最难忘的物件
2026.04.20 10:46

There's a rather surreal scene — two years ago, the market devalued $Bloom Energy(BE.US) as a "declining hydrogen fuel story," but now the same company is being repackaged and hyped up as an "AI data center power necessity." The business model hasn't changed, yet the stock price has already doubled. Why? Because everyone suddenly realized one thing: AI data centers aren't short of chips anymore; they're short of power. Building a new 100MW data center takes 3-5 years from applying to the grid to getting the substation powered up. However, BE's solid oxide fuel cells (SOFC) can provide on-site power within 12 months, bypassing the grid bottleneck. Oracle has already announced using BE's solution to deploy part of its OCI clusters, and AEP along with several utility companies have started placing orders — this story is real, not pure hype.
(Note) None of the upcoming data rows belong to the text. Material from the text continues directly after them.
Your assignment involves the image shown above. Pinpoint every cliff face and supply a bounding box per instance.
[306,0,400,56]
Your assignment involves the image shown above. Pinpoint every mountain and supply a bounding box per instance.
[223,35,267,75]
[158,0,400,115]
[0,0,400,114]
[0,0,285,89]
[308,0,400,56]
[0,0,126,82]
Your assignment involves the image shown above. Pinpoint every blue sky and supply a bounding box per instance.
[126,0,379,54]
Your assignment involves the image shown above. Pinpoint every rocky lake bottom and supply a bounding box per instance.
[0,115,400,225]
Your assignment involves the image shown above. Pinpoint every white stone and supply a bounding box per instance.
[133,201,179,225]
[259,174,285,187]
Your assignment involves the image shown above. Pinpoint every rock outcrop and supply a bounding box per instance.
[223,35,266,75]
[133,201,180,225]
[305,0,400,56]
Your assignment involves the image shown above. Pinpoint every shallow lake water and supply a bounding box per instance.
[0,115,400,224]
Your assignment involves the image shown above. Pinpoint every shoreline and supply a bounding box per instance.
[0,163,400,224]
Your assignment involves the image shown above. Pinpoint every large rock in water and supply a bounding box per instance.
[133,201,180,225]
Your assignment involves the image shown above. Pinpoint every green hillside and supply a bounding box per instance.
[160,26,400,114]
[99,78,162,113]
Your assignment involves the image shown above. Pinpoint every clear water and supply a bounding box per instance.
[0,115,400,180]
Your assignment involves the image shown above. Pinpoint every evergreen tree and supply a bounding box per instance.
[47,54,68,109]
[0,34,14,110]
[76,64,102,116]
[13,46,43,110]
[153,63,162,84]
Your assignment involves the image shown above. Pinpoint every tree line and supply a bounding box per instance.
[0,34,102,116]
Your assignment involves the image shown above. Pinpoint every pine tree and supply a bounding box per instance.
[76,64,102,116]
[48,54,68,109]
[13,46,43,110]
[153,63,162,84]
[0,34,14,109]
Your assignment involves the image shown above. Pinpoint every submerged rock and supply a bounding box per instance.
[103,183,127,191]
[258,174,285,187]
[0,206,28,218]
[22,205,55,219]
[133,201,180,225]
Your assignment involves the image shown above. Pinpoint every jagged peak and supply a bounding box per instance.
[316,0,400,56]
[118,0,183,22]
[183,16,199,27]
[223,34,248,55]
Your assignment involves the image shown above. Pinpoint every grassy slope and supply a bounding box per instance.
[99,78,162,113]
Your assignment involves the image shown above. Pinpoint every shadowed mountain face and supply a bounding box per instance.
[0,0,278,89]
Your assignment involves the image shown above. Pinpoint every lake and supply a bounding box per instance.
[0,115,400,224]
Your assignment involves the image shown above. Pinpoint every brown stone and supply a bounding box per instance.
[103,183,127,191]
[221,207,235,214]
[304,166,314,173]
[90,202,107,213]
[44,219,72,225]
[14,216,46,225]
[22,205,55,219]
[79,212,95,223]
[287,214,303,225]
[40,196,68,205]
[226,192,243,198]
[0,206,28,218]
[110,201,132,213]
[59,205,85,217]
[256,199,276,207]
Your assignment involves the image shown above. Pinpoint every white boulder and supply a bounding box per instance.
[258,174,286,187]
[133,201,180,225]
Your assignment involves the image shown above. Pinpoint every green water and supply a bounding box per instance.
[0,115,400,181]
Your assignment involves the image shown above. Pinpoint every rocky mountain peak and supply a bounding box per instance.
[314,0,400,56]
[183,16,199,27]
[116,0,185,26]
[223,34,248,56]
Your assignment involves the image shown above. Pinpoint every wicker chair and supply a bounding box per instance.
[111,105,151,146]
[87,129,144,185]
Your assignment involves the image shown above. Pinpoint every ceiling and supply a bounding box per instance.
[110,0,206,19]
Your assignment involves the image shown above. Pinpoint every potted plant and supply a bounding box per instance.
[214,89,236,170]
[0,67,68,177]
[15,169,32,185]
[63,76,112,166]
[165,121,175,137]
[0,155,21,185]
But don't get too excited. BE's gross margin has been consistently below 20%, capacity expansion requires continuous cash burn, and the cash flow issue isn't fully resolved yet. Its current valuation has already priced in the optimistic assumption of "doubling every year for the next three years." Any quarter where delivery data falls short of expectations will lead to a significant devaluation. BE is a classic case of "the right timing meeting the right narrative," but it's not a stock with a high margin of safety. In the short term, focus on two data points — the order backlog and the number of newly signed data center clients. If either of these shows two consecutive quarters of underperformance, consider locking in profits. At least for now, the trend is still on its side.